L’enjeu de la maîtrise des prix, alors que l’inflation a tendance à sortir de la cible de la Banque centrale (entre 2 et 6%) et que l’indice est composé à 50% de produits alimentaires, demeure tout aussi central que celui de l’emploi et de l’intégration des jeunes et des femmes sur le marché du travail.

La faiblesse du marché du travail peut en partie s’expliquer par les choix d’investissements publics opérés par les autorités. En privilégiant des secteurs faiblement intensifs en main-d’œuvre (mines, énergie et services notamment dans les nouvelles technologies), la valeur ajoutée de certains secteurs a progressé bien plus vite que l’emploi. Le secteur industriel ne fournit que 26% de la valeur ajoutée et de l’emploi, contre respectivement 40% et 32% en Chine. Or, ce dernier est souvent clé dans la trajectoire de développement d’un pays, car, en plus d’être plus intensif en main-d’œuvre et de permettre de formaliser et de structurer le marché du travail, il matérialise une insertion dans les échanges internationaux.

Sur ce point, l’Inde a encore un long chemin à parcourir : alors qu’elle représente encore moins de 2% des exportations mondiales totales, elle affiche encore des droits de douane largement supérieurs à ceux des autres économies d’Asie, qui sont ses concurrentes directes dans des domaines comme l’assemblage, les appareils électroniques ou encore les biens liés à la transition climatique. Si l’Inde peut donc apparaître comme un maillon central d’une stratégie de diversification des sites de production pour sortir de la dépendance à la Chine, l’existence de nombreuses barrières tarifaires et non-tarifaires à l’entrée refroidit les investisseurs étrangers, qui la considèrent comme un marché difficile à pénétrer. 

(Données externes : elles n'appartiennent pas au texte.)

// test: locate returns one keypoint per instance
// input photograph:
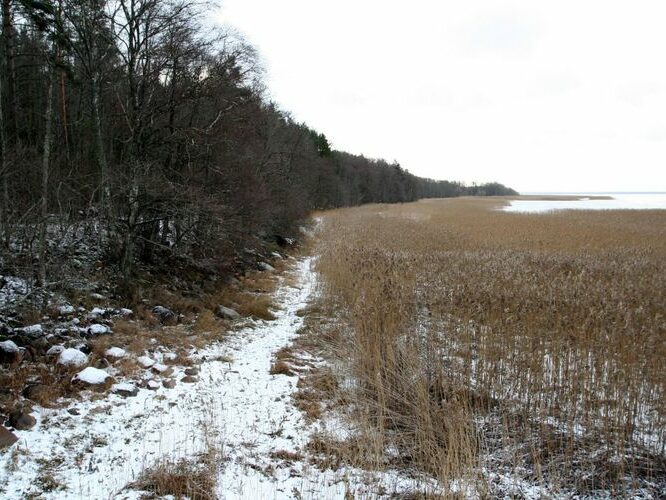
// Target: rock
(7, 438)
(145, 361)
(102, 363)
(84, 347)
(115, 352)
(34, 331)
(72, 357)
(21, 420)
(66, 310)
(10, 353)
(283, 241)
(98, 329)
(165, 315)
(153, 385)
(226, 313)
(164, 370)
(125, 390)
(97, 312)
(93, 378)
(264, 266)
(55, 350)
(37, 392)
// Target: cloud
(500, 34)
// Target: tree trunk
(10, 69)
(4, 171)
(102, 164)
(46, 158)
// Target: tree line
(135, 120)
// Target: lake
(619, 201)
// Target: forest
(138, 123)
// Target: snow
(8, 346)
(13, 289)
(97, 312)
(91, 375)
(153, 384)
(145, 361)
(55, 349)
(33, 330)
(72, 357)
(98, 329)
(65, 310)
(123, 386)
(115, 352)
(238, 405)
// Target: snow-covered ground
(97, 447)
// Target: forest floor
(232, 432)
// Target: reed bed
(496, 349)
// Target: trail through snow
(235, 403)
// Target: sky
(543, 96)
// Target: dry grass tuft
(281, 368)
(182, 479)
(475, 336)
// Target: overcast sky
(539, 95)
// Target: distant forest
(133, 118)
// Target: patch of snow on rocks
(72, 357)
(145, 361)
(98, 329)
(33, 330)
(115, 352)
(8, 346)
(55, 349)
(92, 376)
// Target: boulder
(33, 331)
(226, 313)
(165, 315)
(72, 357)
(10, 353)
(125, 390)
(7, 438)
(38, 392)
(153, 385)
(115, 353)
(93, 378)
(145, 361)
(21, 420)
(66, 310)
(55, 350)
(98, 329)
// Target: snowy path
(236, 404)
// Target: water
(620, 201)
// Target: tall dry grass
(529, 345)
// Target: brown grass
(538, 325)
(181, 479)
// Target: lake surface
(620, 201)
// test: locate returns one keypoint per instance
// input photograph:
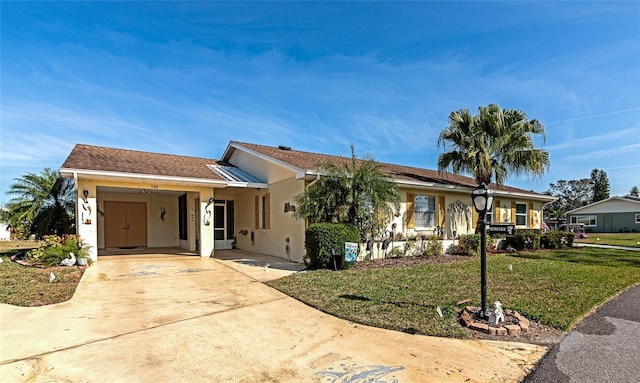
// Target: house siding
(610, 222)
(272, 240)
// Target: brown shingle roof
(310, 161)
(88, 157)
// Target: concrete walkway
(160, 318)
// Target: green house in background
(611, 215)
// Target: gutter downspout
(75, 185)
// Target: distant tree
(42, 204)
(357, 192)
(569, 195)
(495, 143)
(600, 185)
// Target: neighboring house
(130, 199)
(611, 215)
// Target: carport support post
(87, 217)
(206, 231)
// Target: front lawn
(615, 239)
(556, 288)
(30, 286)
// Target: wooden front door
(125, 224)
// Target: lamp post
(482, 201)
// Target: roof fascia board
(108, 174)
(311, 175)
(601, 202)
(300, 173)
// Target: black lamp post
(482, 201)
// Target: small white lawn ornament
(69, 261)
(498, 315)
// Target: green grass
(30, 286)
(556, 288)
(615, 239)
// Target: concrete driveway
(156, 318)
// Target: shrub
(469, 244)
(53, 249)
(322, 238)
(524, 239)
(454, 249)
(431, 246)
(556, 240)
(397, 251)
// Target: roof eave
(300, 173)
(70, 172)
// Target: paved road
(605, 347)
(606, 246)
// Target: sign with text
(502, 228)
(350, 251)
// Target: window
(521, 214)
(263, 212)
(262, 206)
(425, 209)
(182, 217)
(588, 220)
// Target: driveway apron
(179, 318)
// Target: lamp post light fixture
(483, 201)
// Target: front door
(125, 224)
(223, 224)
(607, 221)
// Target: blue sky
(188, 77)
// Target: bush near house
(469, 244)
(53, 249)
(531, 239)
(321, 238)
(431, 247)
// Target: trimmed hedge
(469, 244)
(528, 239)
(321, 238)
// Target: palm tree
(496, 142)
(43, 204)
(356, 192)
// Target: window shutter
(267, 211)
(411, 221)
(530, 214)
(256, 206)
(441, 216)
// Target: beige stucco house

Enfin, conséquence des points précédents et de la mauvaise répartition des gains récents de la croissance, les inégalités ont explosé dans le pays sous les mandats de Modi. Ce dernier a largement privilégié quelques grandes familles, au premier rang desquelles les Adani, impliqués dans un gigantesque scandale de corruption et de fraude. Les investissements publics liés à des concessions (aéroports, routes, ports) se sont ainsi concentrés autour d’une poignée d’acteurs. Résultat, 1% des Indiens détiennent 40% de la richesse nationale. C’est plus qu’aux États-Unis ou qu’au Brésil, pays comptant parmi les plus inégalitaires du monde. De là vient aussi sans doute une partie de la frustration qui s’est exprimée ces dernières semaines dans les urnes.

Avec ces résultats loin, très loin de ses attentes, la question de la succession de Modi risque de se poser plus tôt que prévu. En centrant toute sa campagne sur sa personne, le rejet n’en est que plus brutal et traduit peut-être un début de lassitude d’une population insuffisamment associée au développement de son pays, de surcroît largement vanté par Modi. Ces résultats sont cependant rassurants, car ils montrent que la flamme de la démocratie brûle toujours, malgré toutes les pressions subies par l’opposition depuis 2019 et la violence de la campagne électorale. Une victoire triomphale de Modi lui aurait permis d’entériner définitivement son rêve d’une nation hindoue. En lui barrant la route, l’opposition a gagné une première bataille, avec le risque que Modi cherche d’autres voies pour obtenir ce qu’il n’a pas su gagner dans les urnes.